Currently approximately 80% of the over 2 million workers paid at the ‘award only’ (meaning 10% of employed Australians are on minimum conditions and wages) are either casual or part-time employees. This 80% includes people explicitly impacted by the reduced rates, who receive the minimum wage, but also hundreds of thousands of weekend workers employed subject to an Enterprise Bargaining Agreement (EBA). These are essentially employment contracts negotiated between employer and employee groups outlining an alternative award. These must pass a ‘better off overall test’ in comparison to the relevant award, as decided by the FWC. Coles, McDonalds and many other large companies’ employees are subject to these conditions, with many already not allowing penalty rates, or be it to the full extent as provided at award. As these conditions are based on the award, upon expiry of the EBAs they will almost certainly be re-negotiated down closer to the latest, lower conditions, as has been alluded to by an opposition spokesman. These employees are not paid primarily with reference to their contribution towards revenue or their value adding to the company. Nor are they paid in relation to their forgone family time, or childcare payments, or other emotional and personal costs incurred when working.
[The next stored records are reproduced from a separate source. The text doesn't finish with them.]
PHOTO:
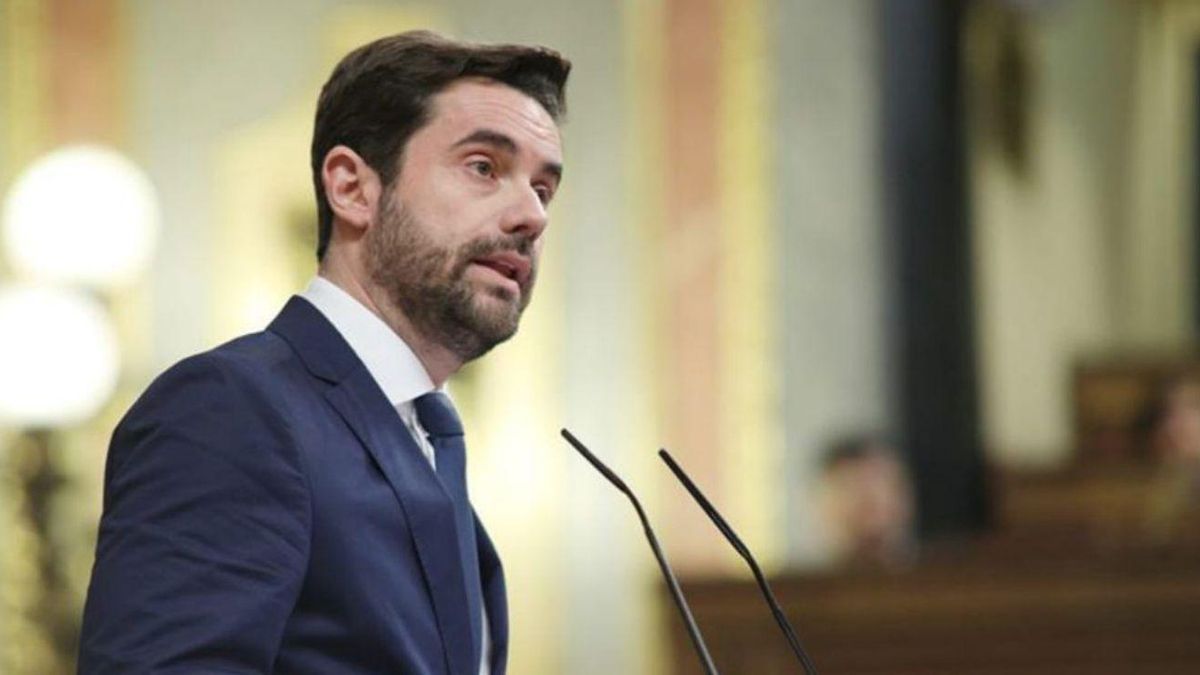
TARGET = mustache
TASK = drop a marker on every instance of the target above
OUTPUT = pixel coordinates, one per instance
(481, 248)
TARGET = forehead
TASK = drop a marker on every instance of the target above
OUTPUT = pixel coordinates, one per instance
(473, 103)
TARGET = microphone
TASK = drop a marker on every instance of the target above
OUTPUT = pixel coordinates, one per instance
(715, 517)
(697, 640)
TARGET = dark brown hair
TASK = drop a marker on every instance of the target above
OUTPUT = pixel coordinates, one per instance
(379, 95)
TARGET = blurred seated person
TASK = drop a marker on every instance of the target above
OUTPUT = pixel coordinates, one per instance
(868, 505)
(1170, 432)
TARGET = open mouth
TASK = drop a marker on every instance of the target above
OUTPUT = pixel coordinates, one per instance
(509, 266)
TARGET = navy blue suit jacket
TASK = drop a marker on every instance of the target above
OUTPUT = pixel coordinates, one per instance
(267, 511)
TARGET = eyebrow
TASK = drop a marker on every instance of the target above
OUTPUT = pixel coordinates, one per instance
(504, 142)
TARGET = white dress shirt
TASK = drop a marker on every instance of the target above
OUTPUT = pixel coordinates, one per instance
(393, 365)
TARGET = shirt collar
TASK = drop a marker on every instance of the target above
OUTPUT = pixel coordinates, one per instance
(389, 359)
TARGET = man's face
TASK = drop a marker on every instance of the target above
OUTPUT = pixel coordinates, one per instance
(457, 237)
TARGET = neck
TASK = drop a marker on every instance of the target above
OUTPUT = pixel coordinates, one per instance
(439, 363)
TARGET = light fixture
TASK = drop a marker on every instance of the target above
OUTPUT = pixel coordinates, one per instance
(82, 214)
(59, 357)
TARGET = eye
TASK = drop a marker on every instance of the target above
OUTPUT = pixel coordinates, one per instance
(545, 193)
(484, 168)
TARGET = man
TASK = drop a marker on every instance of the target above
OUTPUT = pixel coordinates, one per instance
(294, 501)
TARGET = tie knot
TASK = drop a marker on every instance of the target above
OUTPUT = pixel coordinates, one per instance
(437, 414)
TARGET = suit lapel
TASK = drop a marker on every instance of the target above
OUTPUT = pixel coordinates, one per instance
(429, 511)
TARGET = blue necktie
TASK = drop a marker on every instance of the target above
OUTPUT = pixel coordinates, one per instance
(441, 422)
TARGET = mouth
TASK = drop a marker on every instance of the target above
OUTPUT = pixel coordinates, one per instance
(510, 266)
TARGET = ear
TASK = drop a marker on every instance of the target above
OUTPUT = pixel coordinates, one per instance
(352, 187)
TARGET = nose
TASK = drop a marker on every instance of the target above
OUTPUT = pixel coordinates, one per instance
(526, 215)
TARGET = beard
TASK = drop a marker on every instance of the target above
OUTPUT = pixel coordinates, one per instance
(429, 284)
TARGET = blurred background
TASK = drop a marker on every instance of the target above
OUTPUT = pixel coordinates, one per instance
(910, 287)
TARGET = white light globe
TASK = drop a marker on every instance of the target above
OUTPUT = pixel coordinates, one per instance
(82, 214)
(59, 357)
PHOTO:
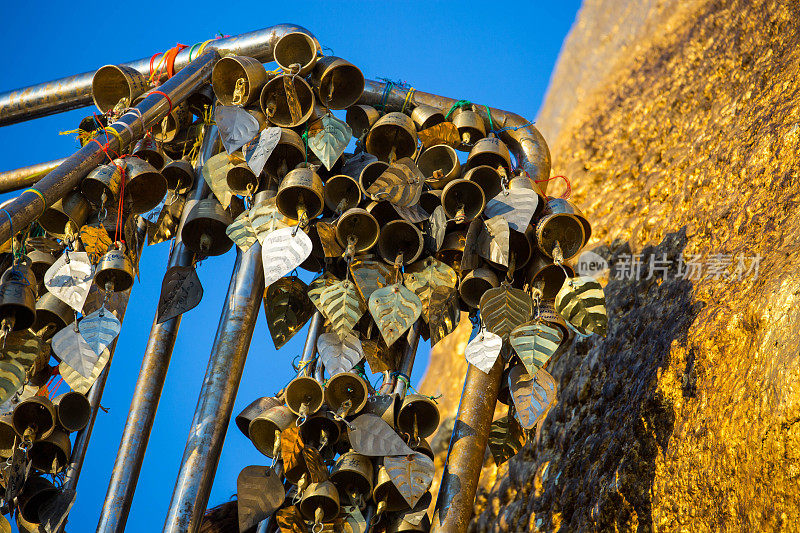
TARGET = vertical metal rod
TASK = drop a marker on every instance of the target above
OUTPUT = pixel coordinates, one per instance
(153, 373)
(217, 394)
(467, 447)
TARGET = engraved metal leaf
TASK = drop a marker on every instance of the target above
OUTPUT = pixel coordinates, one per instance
(287, 308)
(535, 343)
(282, 251)
(330, 141)
(259, 492)
(582, 303)
(533, 398)
(70, 281)
(504, 308)
(483, 350)
(241, 232)
(401, 183)
(181, 291)
(506, 439)
(99, 329)
(395, 309)
(339, 355)
(423, 277)
(411, 474)
(236, 126)
(517, 206)
(370, 435)
(340, 304)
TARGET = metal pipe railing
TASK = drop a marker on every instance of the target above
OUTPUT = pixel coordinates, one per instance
(75, 91)
(153, 373)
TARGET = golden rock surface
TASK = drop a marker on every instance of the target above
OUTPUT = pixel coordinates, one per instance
(679, 126)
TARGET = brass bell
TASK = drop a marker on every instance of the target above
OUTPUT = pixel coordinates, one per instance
(393, 137)
(462, 200)
(346, 393)
(320, 502)
(357, 228)
(488, 178)
(300, 194)
(264, 430)
(17, 298)
(144, 186)
(439, 164)
(179, 175)
(104, 181)
(149, 150)
(475, 283)
(352, 475)
(34, 495)
(418, 416)
(117, 84)
(546, 276)
(470, 127)
(204, 229)
(288, 153)
(425, 116)
(341, 193)
(296, 52)
(275, 101)
(256, 408)
(489, 151)
(360, 118)
(38, 414)
(51, 455)
(304, 396)
(115, 272)
(72, 411)
(400, 237)
(339, 83)
(237, 80)
(73, 208)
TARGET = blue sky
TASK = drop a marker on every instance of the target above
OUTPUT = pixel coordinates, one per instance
(500, 54)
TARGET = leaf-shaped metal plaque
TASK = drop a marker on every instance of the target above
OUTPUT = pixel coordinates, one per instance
(411, 474)
(442, 133)
(340, 304)
(370, 435)
(287, 308)
(258, 151)
(493, 241)
(236, 126)
(483, 350)
(329, 142)
(181, 291)
(99, 329)
(582, 303)
(282, 251)
(96, 242)
(504, 308)
(395, 309)
(535, 343)
(370, 275)
(70, 346)
(241, 232)
(506, 438)
(401, 183)
(259, 492)
(423, 277)
(70, 278)
(533, 398)
(339, 355)
(517, 206)
(444, 314)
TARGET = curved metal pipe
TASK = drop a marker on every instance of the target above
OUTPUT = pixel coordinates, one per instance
(75, 91)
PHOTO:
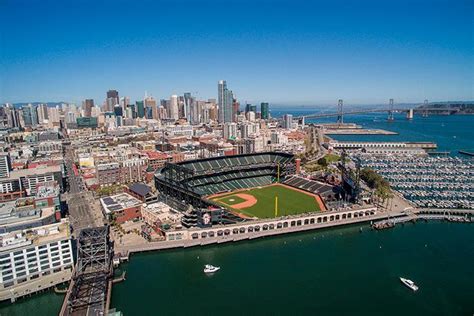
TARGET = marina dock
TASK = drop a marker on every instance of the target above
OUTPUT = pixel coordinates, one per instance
(459, 216)
(467, 153)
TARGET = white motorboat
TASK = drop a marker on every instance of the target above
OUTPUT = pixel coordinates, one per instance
(409, 283)
(208, 268)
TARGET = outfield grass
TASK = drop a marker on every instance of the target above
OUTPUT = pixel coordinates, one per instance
(290, 202)
(230, 200)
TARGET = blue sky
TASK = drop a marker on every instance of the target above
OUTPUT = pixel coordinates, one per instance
(286, 52)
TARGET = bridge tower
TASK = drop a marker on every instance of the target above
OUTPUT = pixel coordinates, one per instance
(340, 118)
(425, 107)
(390, 110)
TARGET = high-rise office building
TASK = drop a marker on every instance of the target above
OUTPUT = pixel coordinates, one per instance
(264, 110)
(30, 116)
(288, 121)
(188, 100)
(230, 130)
(87, 106)
(5, 165)
(247, 107)
(112, 100)
(225, 99)
(235, 110)
(113, 94)
(151, 108)
(42, 110)
(173, 107)
(13, 116)
(140, 109)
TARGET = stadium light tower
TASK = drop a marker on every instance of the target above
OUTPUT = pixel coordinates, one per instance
(340, 118)
(390, 110)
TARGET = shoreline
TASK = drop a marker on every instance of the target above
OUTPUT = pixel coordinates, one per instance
(125, 252)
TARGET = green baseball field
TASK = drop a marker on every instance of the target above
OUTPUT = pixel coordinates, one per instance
(260, 202)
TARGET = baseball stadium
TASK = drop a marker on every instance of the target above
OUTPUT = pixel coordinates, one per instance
(240, 187)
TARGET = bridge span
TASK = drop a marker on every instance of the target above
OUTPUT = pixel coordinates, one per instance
(424, 111)
(90, 288)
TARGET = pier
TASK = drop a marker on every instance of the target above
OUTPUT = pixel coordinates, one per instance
(459, 215)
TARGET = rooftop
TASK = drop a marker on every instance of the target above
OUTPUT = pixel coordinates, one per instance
(119, 202)
(36, 236)
(139, 188)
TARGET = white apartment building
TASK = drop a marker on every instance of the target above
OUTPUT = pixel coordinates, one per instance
(35, 259)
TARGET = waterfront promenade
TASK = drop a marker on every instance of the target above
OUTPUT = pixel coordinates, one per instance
(233, 233)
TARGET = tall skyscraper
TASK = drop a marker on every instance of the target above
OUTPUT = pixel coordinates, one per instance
(151, 108)
(264, 110)
(235, 109)
(140, 109)
(42, 111)
(173, 107)
(87, 105)
(30, 116)
(112, 100)
(13, 116)
(5, 165)
(224, 99)
(188, 100)
(287, 121)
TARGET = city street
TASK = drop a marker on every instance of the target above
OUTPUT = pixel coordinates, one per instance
(83, 210)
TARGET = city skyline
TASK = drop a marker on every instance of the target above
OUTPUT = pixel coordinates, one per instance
(295, 54)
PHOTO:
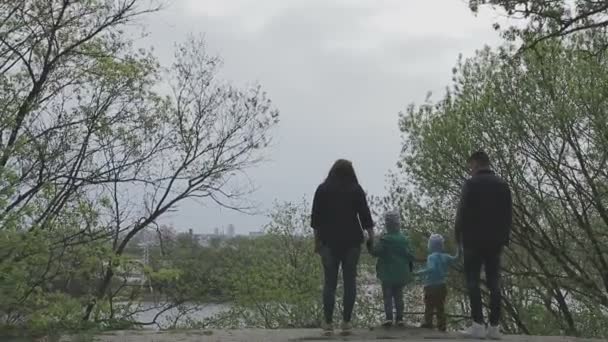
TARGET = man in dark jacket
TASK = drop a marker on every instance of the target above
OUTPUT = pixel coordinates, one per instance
(483, 227)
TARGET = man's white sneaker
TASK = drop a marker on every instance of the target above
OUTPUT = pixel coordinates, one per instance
(476, 330)
(328, 329)
(494, 333)
(347, 329)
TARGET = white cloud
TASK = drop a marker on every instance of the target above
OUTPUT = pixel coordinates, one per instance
(339, 71)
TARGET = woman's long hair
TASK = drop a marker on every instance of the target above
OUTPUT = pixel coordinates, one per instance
(342, 172)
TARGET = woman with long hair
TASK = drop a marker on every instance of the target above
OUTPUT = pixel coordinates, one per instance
(340, 213)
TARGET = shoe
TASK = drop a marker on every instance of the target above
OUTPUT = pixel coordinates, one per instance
(328, 329)
(494, 333)
(476, 331)
(347, 329)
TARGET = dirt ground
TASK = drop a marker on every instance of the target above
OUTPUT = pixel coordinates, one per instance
(296, 335)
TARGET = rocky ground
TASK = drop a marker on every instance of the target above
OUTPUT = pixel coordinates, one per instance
(296, 335)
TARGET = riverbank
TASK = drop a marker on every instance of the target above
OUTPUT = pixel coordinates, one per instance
(300, 335)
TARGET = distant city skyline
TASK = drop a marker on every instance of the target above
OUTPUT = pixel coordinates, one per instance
(351, 65)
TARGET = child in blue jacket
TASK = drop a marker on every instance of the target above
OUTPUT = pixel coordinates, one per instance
(435, 289)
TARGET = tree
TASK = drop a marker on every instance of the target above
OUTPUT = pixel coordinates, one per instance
(94, 150)
(549, 18)
(541, 116)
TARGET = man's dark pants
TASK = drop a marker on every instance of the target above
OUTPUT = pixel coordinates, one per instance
(332, 260)
(489, 258)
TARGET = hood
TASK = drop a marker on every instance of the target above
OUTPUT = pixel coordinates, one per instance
(392, 221)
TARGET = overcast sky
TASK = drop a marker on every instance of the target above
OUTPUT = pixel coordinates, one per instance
(339, 71)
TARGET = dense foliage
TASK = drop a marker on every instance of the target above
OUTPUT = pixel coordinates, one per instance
(542, 117)
(97, 143)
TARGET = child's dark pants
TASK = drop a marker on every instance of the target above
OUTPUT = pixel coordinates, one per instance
(434, 302)
(393, 294)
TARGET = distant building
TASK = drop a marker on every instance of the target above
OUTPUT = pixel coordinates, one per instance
(231, 231)
(256, 234)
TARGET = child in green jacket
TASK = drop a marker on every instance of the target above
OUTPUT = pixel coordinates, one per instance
(394, 266)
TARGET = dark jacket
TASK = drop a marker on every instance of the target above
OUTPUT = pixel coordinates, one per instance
(484, 215)
(339, 214)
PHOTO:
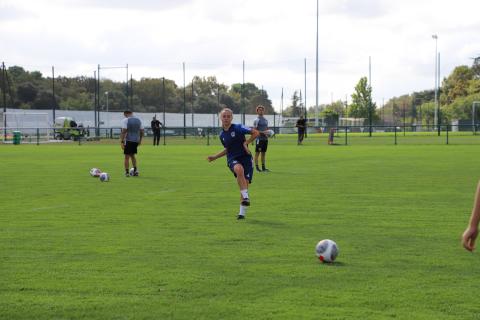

With 10% of Australian workers sitting on bare minimum conditions, and many not much better off on EBA’s it is clear that this award wage is now the standard.

It is this standard which is often a business’s first resort in determining what wages to pay, particularly lesser skilled workers. As all businesses operating on weekends have unique cost structures and revenue levels, it is impossible that the FWC’s industry specific awards are an accurate representation of an employer’s true value of hiring a worker. Currently, for businesses where the cost of hiring an employee on the weekend at the award is too high to benefit the business, they will either hire less, the owner will operate the business alone, or not open at all. For these businesses, they may only be able to afford penalty rates on busier days during the week. Businesses however, where the same cost is much lower than the award, can afford to pay employees more, but largely don’t. These businesses are under no legal obligation to pay higher than the minimum, and in these predominantly larger firms, bargaining power is skewed towards the employers, so why would they pay more?

This lack of equal bargaining status means employees are unable to negotiate more personalised conditions. For example, what day their penalty rates should be during the week to truly capture the cost of working at inconvenient times. Or with a more equal bargaining position, feel confident to request that pay be (even only slightly) more related to value added and effort put into the business without fear of being dismissed or rostered on less. The inability of Australia’s current labour market system to facilitate such negotiation has led to this standardisation of the award.

As an employee’s capacity to effectively bargain diminishes, the less their wage represents a product of true personal cost and contribution to a business, and their pay rates will decrease down to the minimum. This, among other factors, is one of the reasons so many people are effected by the FWC’s decision. As they sit on minimum conditions, when the conditions fall, it is only natural their wages follow.

Businesses cannot really be blamed for this however. For most, their primary purpose is to make money, and why would they pay more than they had to at the minimum wage? This is unless there was pressure by an employee reasonably requesting (not extorting) for greater pay or more personalised conditions. As outlined, minimum wages, and rigid penalty rates either advantage or disadvantage both employees and employers. If our Industrial Relations system was able to foster such negotiations, the standard of employment conditions would be lifted well above the minimum, lessening the impact of shocks, like the FWC’s decision, upon some of the lowest paid workers in Australia.